Chris Kuehl, the Fabricators & Manufacturers Association's economic analyst suggested that U.S. GDP growth in 2011 will be between 2.6 percent and 3.2 percent. He added that he sees little chance for a recessionary dip in the new year, avoiding the dreaded double dip that some people still fear.
"For manufacturers, much will depend on what sector they serve," he said. "For example, housing and commercial construction will remain weak, and many states are in a severe budget crisis. This does not bode well for those who sell to industries supported by construction.
"However, the fact that oil prices are rising and that economic growth is solid in the states that are engaged in the energy field make for good news to manufacturers that sell to the energy community," he said.
For a closer look at the energy and construction markets, check out this story from Metal Center News. It's a nice summary of expected market conditions for the metals sector.

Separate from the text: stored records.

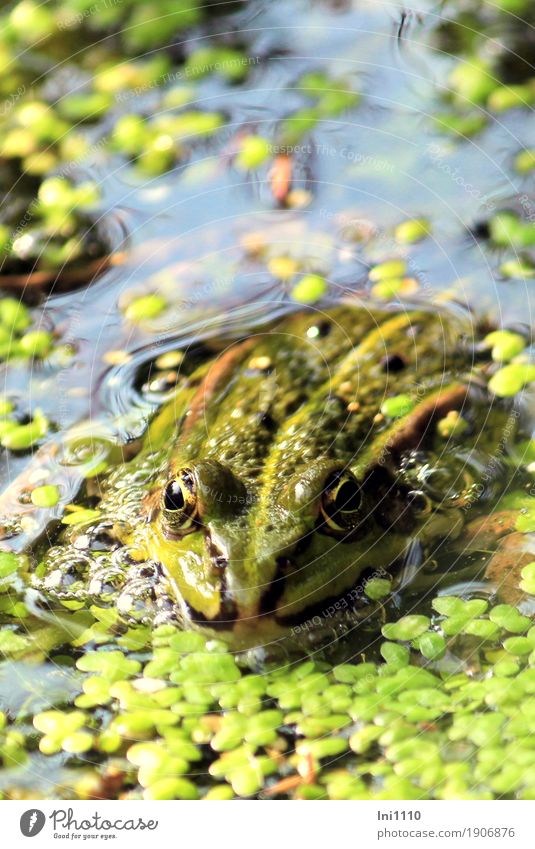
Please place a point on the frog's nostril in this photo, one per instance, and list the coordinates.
(218, 558)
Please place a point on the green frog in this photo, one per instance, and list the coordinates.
(286, 470)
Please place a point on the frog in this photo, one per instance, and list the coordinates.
(286, 470)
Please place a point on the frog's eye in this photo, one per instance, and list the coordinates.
(340, 501)
(179, 503)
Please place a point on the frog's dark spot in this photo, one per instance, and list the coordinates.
(149, 571)
(225, 618)
(303, 544)
(323, 329)
(217, 557)
(393, 363)
(481, 230)
(273, 594)
(267, 421)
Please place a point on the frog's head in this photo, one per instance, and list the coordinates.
(245, 555)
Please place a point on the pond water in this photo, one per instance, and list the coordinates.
(224, 160)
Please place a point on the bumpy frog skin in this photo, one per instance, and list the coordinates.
(271, 484)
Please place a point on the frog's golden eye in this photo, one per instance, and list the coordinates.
(340, 501)
(179, 503)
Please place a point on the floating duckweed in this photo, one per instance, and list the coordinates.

Others share Kuehl's less-than-robust prediction for economic growth in the new year. The latest Blue Chip Economic Indicators report, prepared with input from about 50 economists, revealed that the consensus forecast for real GDP growth in 2011 to be 2.5 percent, a figure that was trimmed back recently following another quarter of lower-than-expected consumer spending and business investment. Goldman Sachs forecast a growth rate of 2.7 percent in 2011 and 3.6 percent in 2012.
In the first three quarters of this year, the U.S. GDP grew 2.63 percent.
Fabricators have a cautious optimism for the new year. Senior Editor Tim Heston found that most he spoke with expected to grow their businesses in 2011. The growth isn't expect to be huge, but the companies appear to be on their way to matching the profit levels of 2007.
This is actually great news in the face of unemployment rates that refuse to drop and the financial mess plaguing several state governments. In fact, some manufacturers sound downright giddy about single-digit percentage improvements in business. After having lived through 2009, any growth is good news.
Perhaps the slow climb from the depths of the Great Recession will lead to a long period of better economic performance. I resolve to carry that hope all the way through 2011. I think I can honor that commitment.